そして、これら3本の河川の流域よりも更に奥地の森林資源を求めようとする場合、これらの河川から別の河川に乗り換えていくことになりますが、高見川は大和国と伊勢国の境にある高見山の山頂の南の高見峠で櫛田川に乗り換えることが出来ます。この櫛田川は伊勢国の山中を東へ進み、最後は松坂で伊勢湾に注ぎます。
また吉野川の上流や丹生川へは吉野山の南方の険しい山岳地帯から幾つかの支流が注ぎますが、それらの支流はこれら山岳地帯の尾根伝いに、これら山岳地帯の南西部を流れる天ノ川の支流の幾つかに連絡しますが、これらのルートは非常に険しく危険なルートであったので山岳地帯に通じた者しか利用できないルートでありました。

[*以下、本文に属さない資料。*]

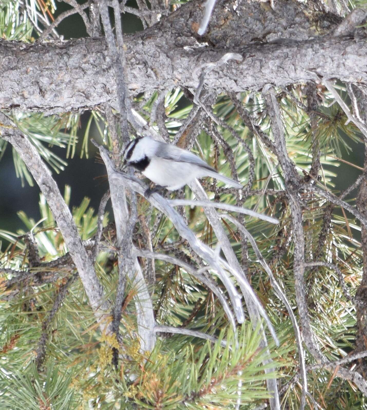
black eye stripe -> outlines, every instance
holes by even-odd
[[[125,152],[126,153],[126,155],[124,155],[125,158],[126,159],[130,159],[131,157],[131,155],[132,155],[132,151],[134,150],[134,148],[138,143],[138,141],[141,138],[141,137],[139,137],[138,138],[135,138],[135,139],[133,141],[131,141],[129,142],[125,148]]]

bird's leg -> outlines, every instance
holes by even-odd
[[[160,185],[156,185],[154,188],[151,189],[150,188],[148,188],[147,189],[146,189],[145,192],[144,193],[144,196],[146,198],[148,198],[152,194],[155,194],[155,192],[160,192],[160,191],[162,191],[162,189],[165,189],[165,187],[162,187]]]

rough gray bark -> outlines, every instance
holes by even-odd
[[[280,0],[273,11],[264,3],[222,0],[207,34],[199,37],[199,4],[191,2],[152,27],[125,36],[130,96],[178,86],[194,89],[201,66],[228,52],[240,54],[243,61],[205,76],[205,86],[217,92],[320,77],[367,82],[365,38],[362,34],[340,36],[345,30],[334,15],[310,11],[296,1]],[[329,35],[334,32],[338,36]],[[113,62],[102,39],[35,45],[0,41],[0,70],[3,109],[52,114],[116,98]]]

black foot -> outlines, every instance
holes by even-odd
[[[154,188],[151,189],[150,188],[148,188],[147,189],[146,189],[145,192],[144,193],[144,196],[146,198],[148,198],[152,194],[155,194],[156,192],[160,192],[164,189],[164,187],[161,187],[160,185],[156,185]]]

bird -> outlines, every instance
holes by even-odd
[[[218,173],[190,151],[150,137],[138,137],[130,141],[123,157],[123,168],[131,166],[156,184],[154,189],[146,190],[147,196],[162,188],[176,191],[196,178],[207,176],[239,189],[243,187],[239,182]]]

しかしともかく、そうした一部の者はこの山岳越えのルートを利用したであろうと思われます。何故なら、これらの山岳地域が山岳信仰の聖地のようになっているからで、つまりはこのルートを通る者が多く存在し、そうした者達が山の神の加護を必要としたということなのでしょう。
この山岳地帯の南西部を流れる天ノ川の上流部沿いには天河大弁才天社がありますが、弁財天は後に神仏習合によって習合したものですから本来の祭神は別で、それは市杵島姫命で宗像三女神の1つです。これはもともと海神ですから、これも後にオキナガタラシヒメ以降の大和王権によって習合させられたもので、ただ弁才天にしても宗像三女神にしても水神に習合することが多いので、この神社は本来は水神を祀っていたのでしょう。

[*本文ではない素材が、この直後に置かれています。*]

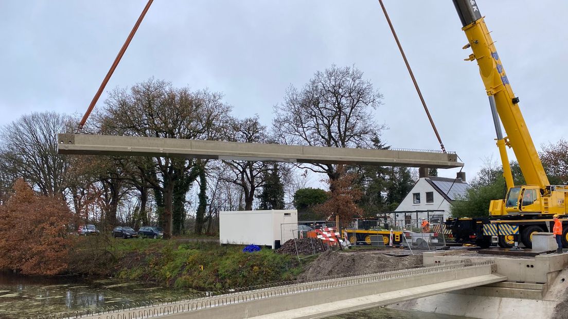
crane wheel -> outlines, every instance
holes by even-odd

そしてこの神社はもともとは天ノ川の上流にあたる弥山川の水源である弥山の山頂に存在していたようで、水神であると同時に山岳信仰の聖地として信仰されていたといわれています。弥山の山頂というのは紀伊山地の最高峰の標高1915m.の八剣山の山頂の傍らにあり、標高は1895m.で、八剣山とほとんど一体化していることから事実上は木の国の最高峰にあるといってもよく、山岳信仰の聖地となるのも当然であろうと思われます。